For dedicated followers of politics, civil war has broken out in the Tory party. We had the local election result a week ago which was disastrous for the Tories but then of course, normal politics was suspended whilst we had the Coronation of Charles III, the subsequent partying and concerts and the Bank Holiday. But now we are back to politics with a vengeance and the immediate source of the discontent is that Kemi Badenoch, the Trade Minister, has reneged upon the promise to repeal at least 4,000 pice of legislation before the end of the year. In theory, the civil service should have been combing through all of the legislation seeing what could be safely repealed and that which could not – in practice the enormity of this task was such that vital legislation protecting both workers’ rights and the environment could have been lost as the ‘baby is thrown out with the bathwater’. A little appreciated fact is that as part of our membership of the EU, the UK and the Germans, with the tacit acquiescence of the French effectively ran the EU – if there was legislation to which both Germany and the UK were opposed then the policy would be quietly ditched. So a lot of the 4,000 pieces of legislation we actually had a hand in framing and were not sufficiently unhappy with to occasion a veto. And, of course, the UK had negotiated a whole series of opt-outs across several important policy areas. I heard one Brexiteer infuriated that the UK government was not now going to ditch the 4,000 pieces of legislation claim that a lot of the legislation was ‘benign’ which begs the question whether they actually need to be repealed in the first place.

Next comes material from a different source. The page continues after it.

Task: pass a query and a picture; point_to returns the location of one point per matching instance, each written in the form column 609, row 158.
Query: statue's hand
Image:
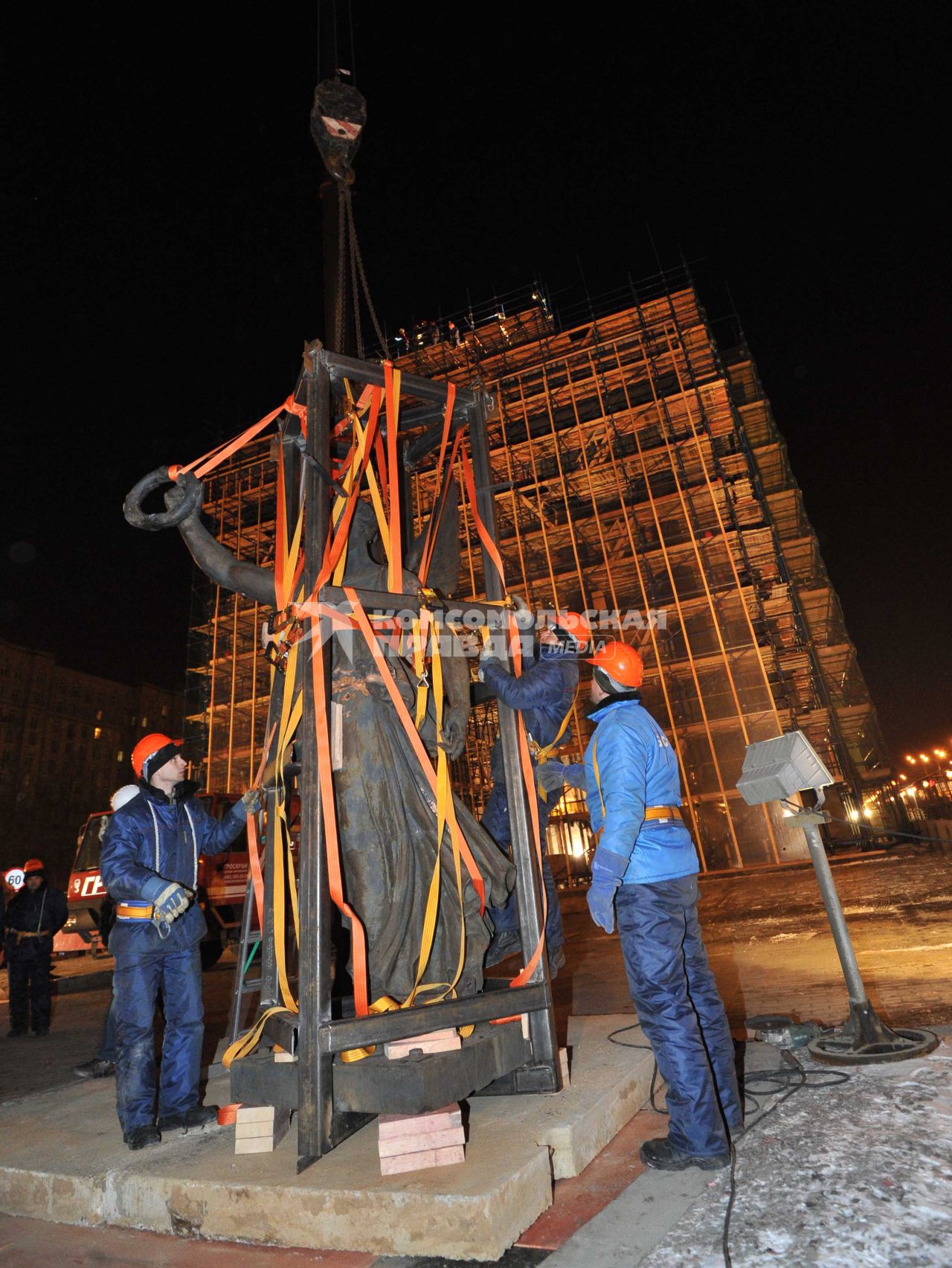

When I survey the planning board that we use to book forthcoming appointments, I observe that next week is going to be quite a busy week what with routine hospital appointments and visits to the house by our hairdresser and chiropodist. Over the years, we have built up a network of these services which are immensely useful to use but occasionally, as next week, all of these appointments tend to crowd in on top of each other. I am hoping that we have a spell of better weather so that I can get out and start to attack the areas of the garden that are crying out for a weeding and a tidy up but we seem to have had so much wet weather in the last few weeks that has prevented me from getting on top of these gardening activities.